新型コロナウイルス感染拡大を防ぐため、外出を控えて自宅で過ごす時間が増えている。そんなさなか、「不安感が募って集中力が出ない」「なんだか息苦しい」「睡眠時間はじゅうぶんなのに疲れが取れない」など、体調不良を訴える人が急増している。
「ストレスの蓄積が呼吸を狂わせていることが原因のひとつです。以前、不安と呼吸に関する調査を行ったところ、『不安度が高い人ほど、呼吸数が増加していく』という結果が出ました。まさに今は、コロナウイルス感染への恐れや、外出自粛が続いた後の生活など、不安が募っている人も多い時期。そんなときこそ、正しい呼吸を心がけることが、心身への負担を和らげることにつながります」
そうアドバイスするのは、東京有明医療大学の本間生夫学長だ。健康な体であれば、あえて呼吸を意識することはあまりない。しかし、加齢とともに呼吸をする機能は弱まり、息苦しさを感じやすくなるのだという。
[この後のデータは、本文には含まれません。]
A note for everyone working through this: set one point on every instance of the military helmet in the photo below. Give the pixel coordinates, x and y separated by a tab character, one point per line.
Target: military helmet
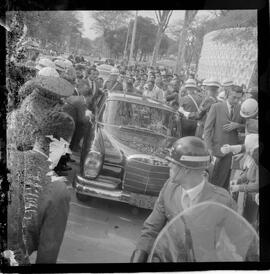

次のチェックリストで、日常生活で息苦しさを感じるシーンを振り返ってみよう。
□ 歩いているとき
□ 物を運んでいるとき
□ 家事をしているとき
□ しゃがんで掃除をしているとき
□ 長時間、机に向かっているとき
□ 入浴しているとき
□ 大きな声でしゃべっているとき
□ 怒ったり、泣いたりしたとき
「該当する項目が多いほど、呼吸機能が低下しているサインです。もしかしたら、朝起きて寝るまで一日中スマホばかり見ていませんか? 前かがみや猫背などの悪い姿勢は、ろっ骨とろっ骨の間を狭めて、浅くて速い呼吸を招きます。呼吸の質が悪いと脳に十分な酸素が行き届かないばかりか負の感情も高まり、集中力の低下や気分の落ち込み、不安感など慢性的な不調を感じるようになるのです」(本間学長)
普通に呼吸をしているとき、肺に残っている空気を「機能的残気量」といい、吸い込んだ空気はしっかり吐き切らないと体内の酸素と二酸化炭素のバランスが崩れてしまう。肺に空気が残りすぎる「過膨張」になると、心身に悪影響をおよぼすという。